= Airegin =

1954 jazz standard composed by Sonny Rollins

"Airegin" is a jazz standard composed by American jazz saxophonist Sonny Rollins in 1954. Rollins chose the name because it spells "Nigeria" when read backwards.

==Recording history==
"Airegin" was first recorded in 1954 by the Miles Davis Quintet and released in the US on the 10" LP Miles Davis with Sonny Rollins. The personnel on that recording were Davis (trumpet), Sonny Rollins (tenor saxophone), Horace Silver (piano), Percy Heath (bass), and Kenny Clarke (drums).

It was recorded again by Davis's quintet in 1956 on their album Cookin' with The Miles Davis Quintet. Guitarist Wes Montgomery released a version in 1960 on his album The Incredible Jazz Guitar of Wes Montgomery (also with Percy Heath on bass). Jazz guitarist Grant Green released a version on his album Nigeria, which was recorded in 1962 but not released until 1980.

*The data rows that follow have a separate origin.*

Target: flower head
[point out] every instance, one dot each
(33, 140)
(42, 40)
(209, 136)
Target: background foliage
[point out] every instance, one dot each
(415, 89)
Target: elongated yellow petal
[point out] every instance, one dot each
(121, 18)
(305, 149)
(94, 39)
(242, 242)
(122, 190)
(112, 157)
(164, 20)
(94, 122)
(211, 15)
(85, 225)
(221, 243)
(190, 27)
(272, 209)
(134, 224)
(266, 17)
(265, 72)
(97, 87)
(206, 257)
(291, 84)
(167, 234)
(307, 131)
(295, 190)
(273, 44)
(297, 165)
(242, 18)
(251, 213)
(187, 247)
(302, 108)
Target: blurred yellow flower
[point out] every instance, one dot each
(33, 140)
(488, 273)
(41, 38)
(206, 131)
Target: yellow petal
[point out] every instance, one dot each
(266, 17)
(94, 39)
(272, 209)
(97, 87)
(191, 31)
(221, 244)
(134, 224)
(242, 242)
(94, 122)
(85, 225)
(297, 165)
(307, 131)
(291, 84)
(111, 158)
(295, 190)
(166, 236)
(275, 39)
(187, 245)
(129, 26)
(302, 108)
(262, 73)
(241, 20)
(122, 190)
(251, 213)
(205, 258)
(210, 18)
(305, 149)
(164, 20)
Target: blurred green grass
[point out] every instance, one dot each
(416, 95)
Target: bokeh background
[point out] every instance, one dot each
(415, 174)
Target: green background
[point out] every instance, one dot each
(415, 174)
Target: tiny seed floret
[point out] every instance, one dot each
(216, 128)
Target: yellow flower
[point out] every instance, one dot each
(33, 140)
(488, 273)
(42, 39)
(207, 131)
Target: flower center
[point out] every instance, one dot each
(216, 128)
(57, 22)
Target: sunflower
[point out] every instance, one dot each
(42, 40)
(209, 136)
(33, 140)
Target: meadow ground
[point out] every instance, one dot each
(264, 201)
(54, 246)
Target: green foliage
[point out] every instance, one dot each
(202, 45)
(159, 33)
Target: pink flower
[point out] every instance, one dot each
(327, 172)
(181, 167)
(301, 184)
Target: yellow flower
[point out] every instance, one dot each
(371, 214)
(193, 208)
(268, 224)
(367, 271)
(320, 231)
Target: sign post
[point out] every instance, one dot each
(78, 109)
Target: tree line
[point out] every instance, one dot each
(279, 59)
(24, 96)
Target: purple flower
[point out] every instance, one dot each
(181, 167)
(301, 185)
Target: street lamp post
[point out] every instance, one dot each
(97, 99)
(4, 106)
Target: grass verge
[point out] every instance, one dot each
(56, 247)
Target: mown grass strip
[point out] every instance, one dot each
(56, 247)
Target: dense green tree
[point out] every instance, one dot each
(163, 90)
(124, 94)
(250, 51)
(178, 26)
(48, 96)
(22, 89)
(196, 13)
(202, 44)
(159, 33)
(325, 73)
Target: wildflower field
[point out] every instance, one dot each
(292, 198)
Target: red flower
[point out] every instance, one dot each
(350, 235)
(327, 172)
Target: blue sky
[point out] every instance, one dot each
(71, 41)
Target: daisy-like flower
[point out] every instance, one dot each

"Airegin" was also covered by Hubert Laws, featuring session drummer Steve Gadd playing a very fast samba pattern behind Laws's piccolo. Maynard Ferguson recorded it twice: first, a version where he played an overdubbed three-way solo with himself on his 1964 album Color Him Wild, and second, on his 1977 release New Vintage. An organ-driven hard bop version was recorded by Sonny Stitt and Don Patterson on their 1969 Prestige album Funk You!.